Symptoms of stroke can be very similar to those of other neurologic disorders. The specific signs shown by each patient are mostly helpful in identifying where the problem has occurred in the brain, rather than what caused the problem.

Complete diagnostic work-up for a suspected stroke can be very involved, and often requires referral to a veterinary neurologist. In addition to a thorough physical and neurologic examination, your veterinarian may recommend:

  • Blood pressure measurement
  • Bloodwork including a complete blood count (CBC), serum chemistry, thyroid panel, and possibly a clotting profile
  • Urine testing
  • Parasite testing
  • Radiographs (x-rays) of the chest and ultrasound of the abdomen to screen for cancer and other medical conditions
  • Electrocardiogram (ECG)
  • Cerebrospinal fluid (CSF) analysis
  • Advanced imaging (e.g., CT or MRI scan)
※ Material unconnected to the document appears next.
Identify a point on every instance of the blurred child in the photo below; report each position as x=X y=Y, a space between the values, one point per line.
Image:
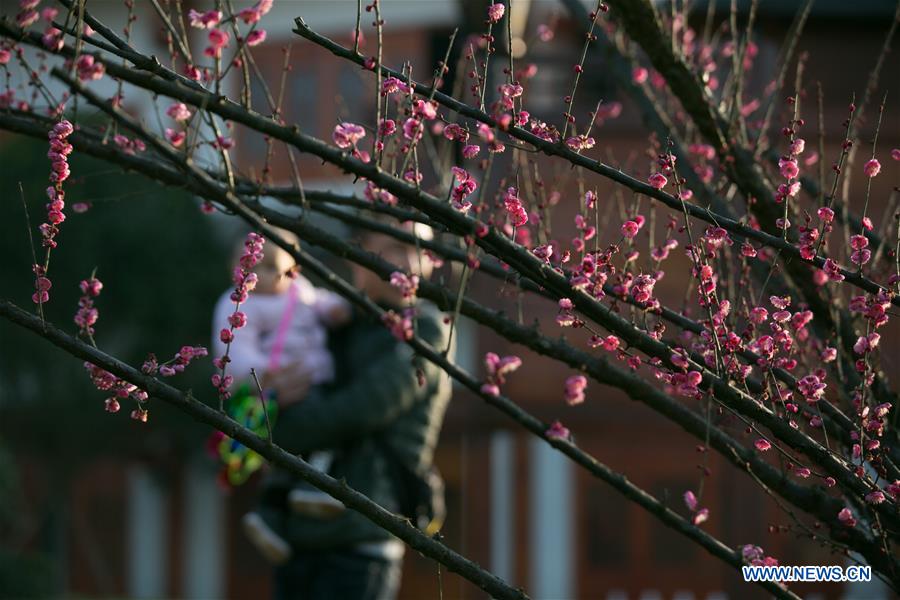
x=286 y=327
Divider 1Can Strokes in Dogs Be Treated?

There is no specific treatment for strokes in dogs. The goal is to provide supportive care and address any underlying medical conditions that may have led to the stroke.

Thrombolytic drugs (sometimes referred to as “clot-busters”) are often used in human medicine but are not currently thought to be helpful for canine strokes. Please do not give your dog any medication (e.g., aspirin) without consulting a veterinarian.

Dogs with mild symptoms may be able to recover at home, but those needing intense nursing care (particularly dogs with limited mobility) will benefit from hospitalization initially. Physiotherapy and other forms of physical rehabilitation can be very helpful. Ask your veterinarian to recommend a certified canine rehab specialist in in your area.

Healing from a stroke takes time and lots of TLC, but fortunately, in many cases, your pup will be able to recover and get on with their happy life.